Geography is an integral part of the development of ancient civilizations. Rome is one of the most powerful civilizations whose empire ruled Europe for over 1,000 years. Several key geographical features in the Italian peninsula provided opportunities for the Roman civilization to thrive. Rome began as a small village near the Tiber River in Italy on a peninsula close to the Mediterranean Sea. The city was also far enough inland to provide some protection from the sea.

The Tiber River was a source of freshwater and rich soil needed to support the development of people, animals, and crops of Rome. It is the second longest river in Italy. Rome is located East of the river. It begins in the Apennine mountains and flows to the Tyrrhenian Sea. The river provided easy transportation and the river’s valley had vast land for farming. The river also served as a defense system against attacks from the other side of the river.

The Alps and Apennine mountain ranges were natural barriers that helped protect Rome from invasions and provided strategic locations during war time. The Alps provided a roadblock that forced invaders to move through narrow passages allowing Romans time to prepare and attack. The Apennine Mountains divided the peninsula in half, providing protection against invasion from the east. This allowed Romans to counterattack invaders approaching from either side of the mountains. Covered in forest, the hills and mountains are made of volcanic rock which is hard and spongy. The Romans used this rock to build the foundations for their structures. Although they provided Rome with protection, the Alps and mountains isolated Rome from other cities and took up valuable farmland.

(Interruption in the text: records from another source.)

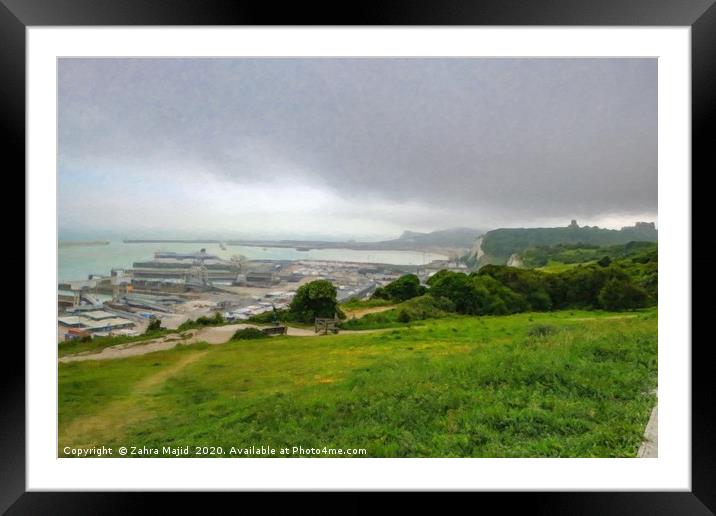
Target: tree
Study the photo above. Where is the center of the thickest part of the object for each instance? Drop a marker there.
(315, 299)
(154, 325)
(621, 294)
(605, 262)
(404, 288)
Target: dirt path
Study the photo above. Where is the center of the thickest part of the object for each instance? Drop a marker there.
(602, 318)
(115, 416)
(360, 312)
(650, 447)
(210, 334)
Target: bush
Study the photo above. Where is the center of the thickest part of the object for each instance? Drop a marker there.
(315, 299)
(621, 294)
(216, 320)
(154, 325)
(249, 334)
(403, 316)
(541, 330)
(406, 287)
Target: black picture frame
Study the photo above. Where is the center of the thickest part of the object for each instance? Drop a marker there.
(700, 15)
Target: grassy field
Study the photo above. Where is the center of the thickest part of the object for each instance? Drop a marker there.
(562, 384)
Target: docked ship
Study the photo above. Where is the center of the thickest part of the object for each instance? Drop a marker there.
(187, 269)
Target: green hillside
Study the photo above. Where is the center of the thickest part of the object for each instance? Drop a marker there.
(499, 244)
(561, 384)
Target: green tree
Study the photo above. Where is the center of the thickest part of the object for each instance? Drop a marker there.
(404, 288)
(621, 294)
(154, 325)
(315, 299)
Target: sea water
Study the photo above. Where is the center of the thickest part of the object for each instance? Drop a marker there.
(77, 262)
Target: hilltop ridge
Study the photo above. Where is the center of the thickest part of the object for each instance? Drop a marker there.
(498, 246)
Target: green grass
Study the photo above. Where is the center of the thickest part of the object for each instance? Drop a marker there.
(454, 387)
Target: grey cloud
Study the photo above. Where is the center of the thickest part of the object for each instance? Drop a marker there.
(520, 138)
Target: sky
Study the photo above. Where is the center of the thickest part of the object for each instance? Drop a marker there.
(353, 148)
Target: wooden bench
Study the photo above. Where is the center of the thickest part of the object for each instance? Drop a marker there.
(275, 330)
(325, 326)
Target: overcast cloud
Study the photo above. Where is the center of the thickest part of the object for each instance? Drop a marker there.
(360, 148)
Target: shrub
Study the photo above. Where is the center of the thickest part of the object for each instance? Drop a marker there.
(315, 299)
(249, 334)
(541, 330)
(403, 316)
(622, 294)
(154, 325)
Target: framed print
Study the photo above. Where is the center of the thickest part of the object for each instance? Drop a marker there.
(266, 251)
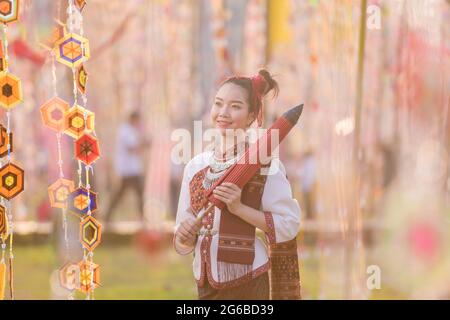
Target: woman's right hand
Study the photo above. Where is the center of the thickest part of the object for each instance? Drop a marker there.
(187, 231)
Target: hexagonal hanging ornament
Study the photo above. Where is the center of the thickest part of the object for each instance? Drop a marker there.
(10, 90)
(5, 138)
(9, 11)
(52, 113)
(89, 276)
(87, 149)
(90, 233)
(3, 224)
(75, 123)
(59, 191)
(58, 31)
(80, 4)
(72, 50)
(2, 58)
(69, 275)
(81, 77)
(11, 180)
(78, 202)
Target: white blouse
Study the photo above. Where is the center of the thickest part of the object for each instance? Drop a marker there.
(281, 211)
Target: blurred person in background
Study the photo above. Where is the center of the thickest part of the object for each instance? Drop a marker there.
(130, 148)
(307, 176)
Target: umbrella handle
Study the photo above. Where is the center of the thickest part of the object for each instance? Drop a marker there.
(202, 213)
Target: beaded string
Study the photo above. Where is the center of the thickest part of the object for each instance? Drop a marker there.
(8, 202)
(87, 256)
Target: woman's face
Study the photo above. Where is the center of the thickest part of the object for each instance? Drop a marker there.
(231, 109)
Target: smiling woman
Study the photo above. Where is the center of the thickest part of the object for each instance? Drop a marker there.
(230, 262)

Being close to the Mediterranean Sea allowed Rome to trade with cities in Greece, northern Europe, and North Africa. It also helped them in conquering new lands. Inspired by the Phoenician's shipbuilding, the Romans used their designs to build ships. They eventually built a navy which assisted them in conquering neighboring territories. Romans eventually took control of all of the shores of the Mediterranean. The sea was also a rich source of food for the civilization.